Ce vendredi, l’air est devenu irrespirable pour des millions de Canadiens. Selon le classement mondial d’IQAir, Montréal occupe la deuxième place parmi les villes les plus polluées de la planète, juste derrière Tachkent (Ouzbékistan), suivie de près par Toronto, qui se classe troisième. En cause : un épais nuage de fumée en provenance des feux de forêt qui ravagent les Prairies canadiennes et d’autres provinces.
Dans la métropole québécoise, le constat est alarmant. À 16 h 30, l’indice de qualité de l’air (IQA) affichait 164, un niveau jugé malsain, dépassant même des mégapoles habituellement plus exposées comme Delhi, Manille ou Santiago. L’air est saturé de particules fines, ce qui provoque une baisse significative de la visibilité et des problèmes respiratoires croissants, en particulier chez les personnes les plus vulnérables.
Une brume toxique qui ne faiblit pas
Le ministère de l’Environnement du Canada a émis des avis spéciaux pour plusieurs régions, notamment au Québec, en Ontario, en Saskatchewan, au Manitoba, en Alberta et en Colombie-Britannique. Des vents ont transporté la fumée vers l’Est du pays, affectant notamment la grande région de Montréal, désormais enveloppée d’un voile grisâtre qui brouille le ciel.

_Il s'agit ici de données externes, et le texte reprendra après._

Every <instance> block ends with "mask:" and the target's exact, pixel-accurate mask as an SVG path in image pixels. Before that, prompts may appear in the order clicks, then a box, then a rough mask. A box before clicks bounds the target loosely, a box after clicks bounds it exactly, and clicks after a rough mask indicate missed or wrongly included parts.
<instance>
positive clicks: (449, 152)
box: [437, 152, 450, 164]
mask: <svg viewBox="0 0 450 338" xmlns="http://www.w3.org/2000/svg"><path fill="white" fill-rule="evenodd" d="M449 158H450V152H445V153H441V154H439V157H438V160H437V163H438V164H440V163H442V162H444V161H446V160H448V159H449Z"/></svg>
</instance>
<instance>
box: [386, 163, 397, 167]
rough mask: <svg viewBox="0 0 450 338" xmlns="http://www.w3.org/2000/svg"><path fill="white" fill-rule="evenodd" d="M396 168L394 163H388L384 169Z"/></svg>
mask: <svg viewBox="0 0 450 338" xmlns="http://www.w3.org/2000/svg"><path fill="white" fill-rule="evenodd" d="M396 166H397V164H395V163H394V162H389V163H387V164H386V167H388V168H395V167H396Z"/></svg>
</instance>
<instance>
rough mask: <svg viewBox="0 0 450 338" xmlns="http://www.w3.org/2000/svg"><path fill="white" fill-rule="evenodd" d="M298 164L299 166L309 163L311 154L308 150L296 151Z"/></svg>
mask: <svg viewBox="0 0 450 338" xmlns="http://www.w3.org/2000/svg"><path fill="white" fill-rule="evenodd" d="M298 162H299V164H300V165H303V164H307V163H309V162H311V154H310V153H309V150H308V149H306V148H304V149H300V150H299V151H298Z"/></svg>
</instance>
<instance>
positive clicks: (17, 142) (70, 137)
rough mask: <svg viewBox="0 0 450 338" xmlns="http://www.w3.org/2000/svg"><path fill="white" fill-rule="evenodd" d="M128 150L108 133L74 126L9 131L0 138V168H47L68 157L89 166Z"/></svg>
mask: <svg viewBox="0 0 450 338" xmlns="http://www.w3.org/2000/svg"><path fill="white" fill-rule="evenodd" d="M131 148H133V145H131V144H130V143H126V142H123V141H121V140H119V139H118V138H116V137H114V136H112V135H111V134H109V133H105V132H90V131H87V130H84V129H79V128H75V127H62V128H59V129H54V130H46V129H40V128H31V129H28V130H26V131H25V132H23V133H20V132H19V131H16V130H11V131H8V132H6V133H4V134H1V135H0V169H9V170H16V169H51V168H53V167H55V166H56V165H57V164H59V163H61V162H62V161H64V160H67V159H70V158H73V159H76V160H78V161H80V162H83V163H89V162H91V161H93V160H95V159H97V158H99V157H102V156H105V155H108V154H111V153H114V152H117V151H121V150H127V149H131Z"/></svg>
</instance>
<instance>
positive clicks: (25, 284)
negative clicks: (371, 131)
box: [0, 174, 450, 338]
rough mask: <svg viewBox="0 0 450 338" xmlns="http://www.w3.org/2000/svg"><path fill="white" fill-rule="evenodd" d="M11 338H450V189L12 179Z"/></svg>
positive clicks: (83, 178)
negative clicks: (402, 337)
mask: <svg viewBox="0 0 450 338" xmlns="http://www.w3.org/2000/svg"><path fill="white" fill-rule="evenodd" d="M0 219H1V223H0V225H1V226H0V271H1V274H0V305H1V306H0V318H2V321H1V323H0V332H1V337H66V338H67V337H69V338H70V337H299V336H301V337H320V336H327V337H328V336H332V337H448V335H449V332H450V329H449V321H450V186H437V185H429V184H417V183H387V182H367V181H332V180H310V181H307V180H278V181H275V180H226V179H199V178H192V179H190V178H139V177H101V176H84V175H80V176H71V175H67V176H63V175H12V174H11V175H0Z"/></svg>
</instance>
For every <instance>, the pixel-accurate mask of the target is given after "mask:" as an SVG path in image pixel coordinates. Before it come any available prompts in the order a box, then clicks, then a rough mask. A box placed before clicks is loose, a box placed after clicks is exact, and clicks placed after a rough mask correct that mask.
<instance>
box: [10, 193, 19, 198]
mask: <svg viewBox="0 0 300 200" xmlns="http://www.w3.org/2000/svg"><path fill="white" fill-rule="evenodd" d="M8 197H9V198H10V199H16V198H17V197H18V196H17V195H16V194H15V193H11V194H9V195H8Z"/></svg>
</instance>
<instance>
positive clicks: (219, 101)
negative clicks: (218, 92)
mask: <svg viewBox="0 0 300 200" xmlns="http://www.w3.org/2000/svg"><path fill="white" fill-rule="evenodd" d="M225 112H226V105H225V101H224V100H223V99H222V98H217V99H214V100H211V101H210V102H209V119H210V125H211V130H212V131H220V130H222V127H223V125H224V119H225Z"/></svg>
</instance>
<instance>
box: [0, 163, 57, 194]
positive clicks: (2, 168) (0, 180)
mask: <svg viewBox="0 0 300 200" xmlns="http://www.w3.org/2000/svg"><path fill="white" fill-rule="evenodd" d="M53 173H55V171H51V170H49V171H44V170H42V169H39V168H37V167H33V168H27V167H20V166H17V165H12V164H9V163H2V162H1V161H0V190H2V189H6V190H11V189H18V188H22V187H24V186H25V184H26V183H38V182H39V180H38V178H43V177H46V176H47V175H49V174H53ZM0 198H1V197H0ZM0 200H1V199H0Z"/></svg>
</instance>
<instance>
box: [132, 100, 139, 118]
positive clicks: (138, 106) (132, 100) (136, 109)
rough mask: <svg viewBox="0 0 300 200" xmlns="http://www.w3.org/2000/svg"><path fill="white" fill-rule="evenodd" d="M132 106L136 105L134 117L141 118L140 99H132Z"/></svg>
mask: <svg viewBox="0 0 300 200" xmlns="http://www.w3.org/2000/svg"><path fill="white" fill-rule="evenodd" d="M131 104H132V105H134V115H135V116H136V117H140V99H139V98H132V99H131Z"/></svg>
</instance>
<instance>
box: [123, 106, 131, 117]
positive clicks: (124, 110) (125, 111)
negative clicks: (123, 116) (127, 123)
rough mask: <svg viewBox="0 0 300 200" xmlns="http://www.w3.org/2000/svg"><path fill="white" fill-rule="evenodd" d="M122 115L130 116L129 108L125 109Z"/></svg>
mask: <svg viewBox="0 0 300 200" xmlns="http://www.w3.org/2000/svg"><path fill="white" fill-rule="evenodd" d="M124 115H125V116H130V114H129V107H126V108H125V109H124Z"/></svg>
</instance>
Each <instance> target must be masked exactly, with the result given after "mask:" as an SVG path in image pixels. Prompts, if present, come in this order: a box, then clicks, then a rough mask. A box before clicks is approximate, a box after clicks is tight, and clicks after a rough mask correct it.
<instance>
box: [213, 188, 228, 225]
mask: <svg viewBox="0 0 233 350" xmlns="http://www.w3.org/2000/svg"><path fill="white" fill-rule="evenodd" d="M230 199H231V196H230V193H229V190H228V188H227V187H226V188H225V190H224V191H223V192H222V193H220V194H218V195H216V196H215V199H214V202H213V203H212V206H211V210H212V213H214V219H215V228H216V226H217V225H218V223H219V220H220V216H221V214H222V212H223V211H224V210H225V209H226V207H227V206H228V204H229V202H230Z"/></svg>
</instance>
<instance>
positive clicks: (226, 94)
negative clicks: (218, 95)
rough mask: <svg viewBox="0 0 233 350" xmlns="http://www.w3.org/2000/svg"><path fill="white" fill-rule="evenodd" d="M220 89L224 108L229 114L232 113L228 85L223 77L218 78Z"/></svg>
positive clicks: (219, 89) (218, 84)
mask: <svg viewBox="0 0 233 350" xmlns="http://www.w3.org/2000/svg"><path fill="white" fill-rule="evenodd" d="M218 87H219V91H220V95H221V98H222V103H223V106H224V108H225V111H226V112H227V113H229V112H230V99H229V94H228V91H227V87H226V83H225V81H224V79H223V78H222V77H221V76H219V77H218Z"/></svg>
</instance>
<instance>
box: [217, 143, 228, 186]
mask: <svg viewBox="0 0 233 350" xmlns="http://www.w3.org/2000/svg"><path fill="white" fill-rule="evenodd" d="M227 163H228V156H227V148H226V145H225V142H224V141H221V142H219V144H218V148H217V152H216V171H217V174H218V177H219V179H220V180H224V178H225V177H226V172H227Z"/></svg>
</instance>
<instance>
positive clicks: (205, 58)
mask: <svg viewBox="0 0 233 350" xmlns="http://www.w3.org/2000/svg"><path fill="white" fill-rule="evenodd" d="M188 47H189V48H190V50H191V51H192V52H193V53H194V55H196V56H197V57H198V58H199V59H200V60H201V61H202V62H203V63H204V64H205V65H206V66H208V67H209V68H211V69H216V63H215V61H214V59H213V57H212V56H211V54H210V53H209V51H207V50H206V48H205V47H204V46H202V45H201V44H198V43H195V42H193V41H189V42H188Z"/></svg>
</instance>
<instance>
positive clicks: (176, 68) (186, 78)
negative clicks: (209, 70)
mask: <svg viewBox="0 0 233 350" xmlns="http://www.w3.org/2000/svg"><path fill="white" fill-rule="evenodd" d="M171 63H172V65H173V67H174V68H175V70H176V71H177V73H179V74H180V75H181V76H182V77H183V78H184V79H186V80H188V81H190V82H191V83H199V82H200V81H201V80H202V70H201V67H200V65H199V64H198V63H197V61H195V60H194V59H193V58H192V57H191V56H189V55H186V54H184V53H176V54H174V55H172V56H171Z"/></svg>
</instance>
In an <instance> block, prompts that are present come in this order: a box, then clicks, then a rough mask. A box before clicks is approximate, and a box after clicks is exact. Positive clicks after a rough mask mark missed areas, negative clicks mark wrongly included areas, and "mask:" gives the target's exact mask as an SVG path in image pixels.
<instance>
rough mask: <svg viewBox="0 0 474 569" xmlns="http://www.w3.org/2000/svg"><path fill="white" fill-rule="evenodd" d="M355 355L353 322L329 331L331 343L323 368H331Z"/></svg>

L’organisme rappelle que la fumée des incendies de forêt, composée de particules fines et de polluants atmosphériques, présente un danger réel pour la santé publique. Les personnes âgées, les jeunes enfants, les femmes enceintes ainsi que les personnes souffrant de maladies chroniques sont particulièrement exposées. La situation devrait persister au moins jusqu’à samedi, aggravant le risque pour la population.
Des incendies sans précédent
Depuis le début de la saison des feux, plus de 160 brasiers ont été recensés dans plusieurs provinces, forçant plus de 25 000 personnes à évacuer. Plus de deux millions d’hectares ont déjà été consumés par les flammes. En 2023, le Canada avait vécu la pire saison de feux de forêt de son histoire, avec près de 18 millions d’hectares brûlés, bien au-delà de la moyenne annuelle habituelle de deux millions.
Cette année encore, les conditions climatiques extrêmes – chaleur intense, sécheresse prolongée et vents violents – favorisent la propagation rapide des incendies, compliquant le travail des pompiers et des autorités locales.
Un quotidien bouleversé et des consignes strictes
En raison de cette situation préoccupante, les autorités recommandent de limiter les déplacements extérieurs, d’éviter les activités sportives à l’air libre et de rester à l’intérieur autant que possible. Les fenêtres et portes doivent être maintenues fermées, et il est conseillé d’utiliser un purificateur d’air ou des filtres à haute efficacité dans les systèmes de ventilation.
Pour ceux qui doivent sortir, le port d’un masque N95 ou équivalent est vivement recommandé, bien qu’il ne protège pas totalement contre les particules ultrafines. Les symptômes les plus fréquents signalés incluent irritation des yeux et de la gorge, toux sèche, maux de tête, voire douleurs thoraciques ou essoufflement dans les cas plus graves.
Dans les quartiers les plus touchés, des élans de solidarité émergent : les citoyens prennent des nouvelles de leurs voisins vulnérables, offrent leur aide ou partagent des solutions pour améliorer la qualité de l’air intérieur.